Of note, studies have shown MDCO to not impact Achilles tendon length [21, 22], while a reduction of the arch-flattening effect of the Achilles tendon was evident in two other studies [30, 33]. Additionally, a decrease in force at the level of the Achilles tendon was required to achieve heel rise position after MDCO [18]. Consequently, an additional lengthening of the Achilles tendon when performing MDCO for PCFD reconstruction may not be required in most patients.

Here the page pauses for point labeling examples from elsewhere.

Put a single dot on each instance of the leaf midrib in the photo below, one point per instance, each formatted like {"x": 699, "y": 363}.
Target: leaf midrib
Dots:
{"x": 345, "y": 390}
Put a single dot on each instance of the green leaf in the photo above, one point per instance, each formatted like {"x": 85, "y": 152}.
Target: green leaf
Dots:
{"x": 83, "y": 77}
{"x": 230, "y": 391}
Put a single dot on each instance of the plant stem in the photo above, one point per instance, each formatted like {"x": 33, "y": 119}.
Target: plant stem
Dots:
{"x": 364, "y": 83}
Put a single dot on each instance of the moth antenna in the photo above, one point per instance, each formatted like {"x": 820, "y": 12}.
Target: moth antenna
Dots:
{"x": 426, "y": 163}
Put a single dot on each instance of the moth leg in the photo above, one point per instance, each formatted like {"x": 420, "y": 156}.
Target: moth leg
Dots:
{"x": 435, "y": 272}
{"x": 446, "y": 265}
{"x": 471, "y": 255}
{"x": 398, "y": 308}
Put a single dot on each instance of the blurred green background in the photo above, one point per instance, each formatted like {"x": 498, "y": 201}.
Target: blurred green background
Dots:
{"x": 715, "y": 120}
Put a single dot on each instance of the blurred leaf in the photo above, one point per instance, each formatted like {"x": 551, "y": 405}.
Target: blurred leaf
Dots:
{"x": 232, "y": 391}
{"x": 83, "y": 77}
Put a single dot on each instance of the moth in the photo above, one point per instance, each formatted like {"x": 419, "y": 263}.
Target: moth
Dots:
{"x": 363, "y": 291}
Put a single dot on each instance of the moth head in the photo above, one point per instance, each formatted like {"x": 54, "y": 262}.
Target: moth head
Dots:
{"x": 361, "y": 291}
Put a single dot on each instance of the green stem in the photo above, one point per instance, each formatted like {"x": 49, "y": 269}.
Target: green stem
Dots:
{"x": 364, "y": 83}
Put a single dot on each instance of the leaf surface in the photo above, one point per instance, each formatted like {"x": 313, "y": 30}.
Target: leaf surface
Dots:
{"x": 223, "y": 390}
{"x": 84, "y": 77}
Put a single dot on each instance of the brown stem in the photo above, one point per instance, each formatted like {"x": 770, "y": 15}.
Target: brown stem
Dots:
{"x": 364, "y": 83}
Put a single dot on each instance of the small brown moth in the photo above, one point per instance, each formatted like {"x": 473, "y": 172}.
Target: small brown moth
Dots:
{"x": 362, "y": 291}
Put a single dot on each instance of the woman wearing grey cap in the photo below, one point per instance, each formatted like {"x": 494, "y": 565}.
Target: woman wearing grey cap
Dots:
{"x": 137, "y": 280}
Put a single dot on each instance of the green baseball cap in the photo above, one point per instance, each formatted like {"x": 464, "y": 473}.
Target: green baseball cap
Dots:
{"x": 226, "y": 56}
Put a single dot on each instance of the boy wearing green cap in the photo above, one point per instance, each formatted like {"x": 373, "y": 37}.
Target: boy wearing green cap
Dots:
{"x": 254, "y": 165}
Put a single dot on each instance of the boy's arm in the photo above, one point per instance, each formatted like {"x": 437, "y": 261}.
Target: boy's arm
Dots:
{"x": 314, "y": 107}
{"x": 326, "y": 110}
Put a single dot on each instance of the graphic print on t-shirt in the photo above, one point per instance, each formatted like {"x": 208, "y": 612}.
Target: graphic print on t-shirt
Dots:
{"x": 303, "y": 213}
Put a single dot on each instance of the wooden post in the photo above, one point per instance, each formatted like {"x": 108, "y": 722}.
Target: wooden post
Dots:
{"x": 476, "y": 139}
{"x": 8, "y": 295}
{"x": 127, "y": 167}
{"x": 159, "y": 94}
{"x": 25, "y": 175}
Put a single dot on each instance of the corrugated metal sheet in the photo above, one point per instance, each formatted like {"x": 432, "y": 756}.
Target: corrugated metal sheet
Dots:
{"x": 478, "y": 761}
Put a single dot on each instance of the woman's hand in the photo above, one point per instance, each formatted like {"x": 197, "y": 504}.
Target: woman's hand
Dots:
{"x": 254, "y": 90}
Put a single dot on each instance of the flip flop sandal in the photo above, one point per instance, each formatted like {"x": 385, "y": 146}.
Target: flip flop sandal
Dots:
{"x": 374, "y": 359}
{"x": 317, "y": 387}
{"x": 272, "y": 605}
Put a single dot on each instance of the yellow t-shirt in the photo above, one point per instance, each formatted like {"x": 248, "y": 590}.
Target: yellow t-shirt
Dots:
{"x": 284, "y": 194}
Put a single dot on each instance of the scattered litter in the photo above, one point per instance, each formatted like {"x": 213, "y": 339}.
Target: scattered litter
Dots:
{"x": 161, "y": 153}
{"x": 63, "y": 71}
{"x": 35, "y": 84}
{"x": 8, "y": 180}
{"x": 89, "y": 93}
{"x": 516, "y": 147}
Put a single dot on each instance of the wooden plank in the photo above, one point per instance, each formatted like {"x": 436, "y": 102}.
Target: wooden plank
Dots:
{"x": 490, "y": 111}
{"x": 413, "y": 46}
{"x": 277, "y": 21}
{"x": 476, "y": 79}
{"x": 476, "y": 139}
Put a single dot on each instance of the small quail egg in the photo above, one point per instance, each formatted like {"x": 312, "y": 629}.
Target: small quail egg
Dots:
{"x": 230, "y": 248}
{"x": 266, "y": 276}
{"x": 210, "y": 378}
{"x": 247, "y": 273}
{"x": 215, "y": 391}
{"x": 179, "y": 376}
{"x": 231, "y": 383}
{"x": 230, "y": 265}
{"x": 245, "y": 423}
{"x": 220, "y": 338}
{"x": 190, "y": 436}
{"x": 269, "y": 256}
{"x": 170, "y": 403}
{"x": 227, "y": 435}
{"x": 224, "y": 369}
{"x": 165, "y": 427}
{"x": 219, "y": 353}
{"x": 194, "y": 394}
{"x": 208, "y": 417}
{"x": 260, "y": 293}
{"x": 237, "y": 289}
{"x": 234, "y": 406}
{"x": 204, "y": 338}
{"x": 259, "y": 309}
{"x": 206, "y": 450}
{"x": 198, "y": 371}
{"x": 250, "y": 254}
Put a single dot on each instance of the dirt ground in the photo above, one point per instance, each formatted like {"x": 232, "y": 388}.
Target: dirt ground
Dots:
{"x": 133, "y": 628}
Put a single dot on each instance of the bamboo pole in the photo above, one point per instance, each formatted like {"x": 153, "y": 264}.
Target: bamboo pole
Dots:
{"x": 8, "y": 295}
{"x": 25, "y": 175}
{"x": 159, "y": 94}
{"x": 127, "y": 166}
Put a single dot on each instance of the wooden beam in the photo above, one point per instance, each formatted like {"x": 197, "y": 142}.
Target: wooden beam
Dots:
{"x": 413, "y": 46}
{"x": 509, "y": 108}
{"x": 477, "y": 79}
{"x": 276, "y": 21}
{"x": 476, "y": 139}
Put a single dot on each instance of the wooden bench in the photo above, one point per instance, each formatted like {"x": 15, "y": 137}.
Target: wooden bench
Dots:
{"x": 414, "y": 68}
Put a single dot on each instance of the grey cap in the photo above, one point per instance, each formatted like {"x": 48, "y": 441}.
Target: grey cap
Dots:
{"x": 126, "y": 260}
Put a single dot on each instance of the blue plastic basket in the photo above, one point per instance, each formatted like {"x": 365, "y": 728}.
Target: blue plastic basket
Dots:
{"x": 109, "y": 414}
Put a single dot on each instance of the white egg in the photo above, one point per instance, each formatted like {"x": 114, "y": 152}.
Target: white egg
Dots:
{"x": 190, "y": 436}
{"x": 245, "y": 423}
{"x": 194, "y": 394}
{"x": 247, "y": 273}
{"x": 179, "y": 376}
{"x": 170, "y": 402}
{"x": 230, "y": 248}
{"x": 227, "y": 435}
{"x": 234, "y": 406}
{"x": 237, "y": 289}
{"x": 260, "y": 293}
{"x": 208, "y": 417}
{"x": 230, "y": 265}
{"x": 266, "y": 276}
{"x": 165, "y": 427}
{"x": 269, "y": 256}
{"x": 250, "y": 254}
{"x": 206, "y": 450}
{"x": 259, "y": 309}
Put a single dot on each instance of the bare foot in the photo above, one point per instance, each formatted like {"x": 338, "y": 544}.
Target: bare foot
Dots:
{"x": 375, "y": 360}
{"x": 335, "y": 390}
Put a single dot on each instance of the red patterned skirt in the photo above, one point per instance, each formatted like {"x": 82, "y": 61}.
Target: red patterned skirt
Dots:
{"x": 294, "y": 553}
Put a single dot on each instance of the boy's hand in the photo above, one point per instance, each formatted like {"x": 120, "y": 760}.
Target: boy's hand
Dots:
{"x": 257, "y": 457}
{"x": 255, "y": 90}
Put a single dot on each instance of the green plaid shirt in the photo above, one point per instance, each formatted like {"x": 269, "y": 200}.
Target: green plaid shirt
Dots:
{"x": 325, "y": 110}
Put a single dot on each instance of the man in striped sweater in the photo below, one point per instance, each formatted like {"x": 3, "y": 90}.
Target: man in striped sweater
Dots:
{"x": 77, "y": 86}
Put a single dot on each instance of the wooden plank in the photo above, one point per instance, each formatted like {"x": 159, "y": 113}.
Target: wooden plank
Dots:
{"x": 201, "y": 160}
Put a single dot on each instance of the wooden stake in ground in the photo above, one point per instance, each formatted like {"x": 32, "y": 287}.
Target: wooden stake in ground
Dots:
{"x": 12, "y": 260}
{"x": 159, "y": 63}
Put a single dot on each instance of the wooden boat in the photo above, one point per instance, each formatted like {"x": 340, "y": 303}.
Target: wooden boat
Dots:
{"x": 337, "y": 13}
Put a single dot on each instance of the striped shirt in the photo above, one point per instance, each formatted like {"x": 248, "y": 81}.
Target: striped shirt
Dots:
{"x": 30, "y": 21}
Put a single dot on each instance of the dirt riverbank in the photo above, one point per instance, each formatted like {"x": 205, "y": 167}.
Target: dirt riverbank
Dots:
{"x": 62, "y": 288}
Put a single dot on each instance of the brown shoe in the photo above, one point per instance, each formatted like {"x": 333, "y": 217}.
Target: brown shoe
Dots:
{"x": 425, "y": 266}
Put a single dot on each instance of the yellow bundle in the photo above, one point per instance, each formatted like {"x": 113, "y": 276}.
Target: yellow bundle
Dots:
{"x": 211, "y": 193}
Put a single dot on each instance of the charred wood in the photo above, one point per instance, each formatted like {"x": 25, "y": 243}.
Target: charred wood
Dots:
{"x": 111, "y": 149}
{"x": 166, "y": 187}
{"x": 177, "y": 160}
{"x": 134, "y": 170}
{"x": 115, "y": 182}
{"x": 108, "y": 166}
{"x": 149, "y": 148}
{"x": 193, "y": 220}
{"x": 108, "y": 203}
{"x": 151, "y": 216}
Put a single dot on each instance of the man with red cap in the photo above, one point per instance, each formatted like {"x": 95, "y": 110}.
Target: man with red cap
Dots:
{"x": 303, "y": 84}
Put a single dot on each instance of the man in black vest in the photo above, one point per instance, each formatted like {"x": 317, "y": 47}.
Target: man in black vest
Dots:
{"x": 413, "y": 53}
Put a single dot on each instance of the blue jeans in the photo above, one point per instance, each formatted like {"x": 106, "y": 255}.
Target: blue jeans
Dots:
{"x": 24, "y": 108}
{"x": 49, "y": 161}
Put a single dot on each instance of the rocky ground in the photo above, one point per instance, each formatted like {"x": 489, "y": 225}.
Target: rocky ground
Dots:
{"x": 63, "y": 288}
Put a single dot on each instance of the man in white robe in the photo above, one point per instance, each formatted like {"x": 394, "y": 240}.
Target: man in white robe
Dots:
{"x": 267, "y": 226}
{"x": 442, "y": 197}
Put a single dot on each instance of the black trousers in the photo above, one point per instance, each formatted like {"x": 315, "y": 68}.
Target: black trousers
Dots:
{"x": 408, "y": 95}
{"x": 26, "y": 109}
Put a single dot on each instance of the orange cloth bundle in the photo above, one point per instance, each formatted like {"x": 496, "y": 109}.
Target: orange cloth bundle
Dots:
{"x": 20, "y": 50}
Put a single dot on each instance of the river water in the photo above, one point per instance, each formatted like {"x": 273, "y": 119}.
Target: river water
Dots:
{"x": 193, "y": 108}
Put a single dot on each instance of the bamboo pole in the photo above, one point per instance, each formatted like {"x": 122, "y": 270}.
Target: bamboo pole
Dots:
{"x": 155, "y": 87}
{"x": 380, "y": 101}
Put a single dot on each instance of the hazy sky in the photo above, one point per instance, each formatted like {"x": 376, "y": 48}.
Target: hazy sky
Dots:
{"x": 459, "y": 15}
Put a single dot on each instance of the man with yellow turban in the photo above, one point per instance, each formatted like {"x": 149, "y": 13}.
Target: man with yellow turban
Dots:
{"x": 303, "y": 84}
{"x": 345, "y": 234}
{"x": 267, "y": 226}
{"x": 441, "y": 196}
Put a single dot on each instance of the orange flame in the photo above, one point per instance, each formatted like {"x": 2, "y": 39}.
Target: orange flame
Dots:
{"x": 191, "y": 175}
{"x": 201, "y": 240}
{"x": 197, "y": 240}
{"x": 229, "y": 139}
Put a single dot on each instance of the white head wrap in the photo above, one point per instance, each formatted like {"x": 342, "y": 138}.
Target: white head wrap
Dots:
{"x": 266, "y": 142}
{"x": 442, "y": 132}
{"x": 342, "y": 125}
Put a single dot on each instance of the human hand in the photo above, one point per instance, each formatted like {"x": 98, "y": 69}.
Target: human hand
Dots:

Specific gait pattern parameters showed significant improvement after MDCO [34]. However, in a clinical study, Schuh et al. showed that MDCO impairs function of the lesser toes during the stance phase of walking, with an increased load of the forefoot [36]. In addition, Michelson and colleagues hypothesized that MDCO may predispose to premature ankle arthritis as a consequence of altered ankle mechanics [35]. The studies evaluating gait parameters showed a moderate strength of evidence, showing the need for further research in this field. The negative effects on gait pattern parameters must be considered when MDCO is performed. Afterall, the indication for MDCO must be thoroughly evaluated to avoid these postoperative complications. Weightbearing computed tomography as a newer preoperative diagnostic tool, which presents the possibility of imaging in the physiological standing position to assess for forefoot and hindfoot alignment, could reduce the risk of negative effects of MDCO in the future [37,38,39,40,41,42,43].

Within the included studies, 18 (66,67%) make statements about the predictive value or operative consequences of the biomechanical findings, showing that knowledge about the biomechanical consequences of MDCO is important in understanding the effects of the osteotomy on the entire foot.

The presented study has some limitations. First, our findings are limited by the quality of the included studies. However, this is an inevitable limitation of systematic literature reviews and meta-analyses in general. For example, most of the included studies failed to report the educational level of the researchers. Also, most studies did not mention whether the observations were performed by one or more researchers, a possible source of bias. Second, only studies written in English were considered, excluding valuable contributions written in other languages.

Conclusion

A thorough knowledge of how MDCO impacts foot function is key in properly understanding the postoperative effects of this commonly performed procedure. There is evidence that MDCO effects the plantar fascia, medial longitudinal arch, peritalar joint pressures, Achilles tendon, and consequently specific gait pattern parameters. Future research should consider newer diagnostic tools including weightbearing computed tomography.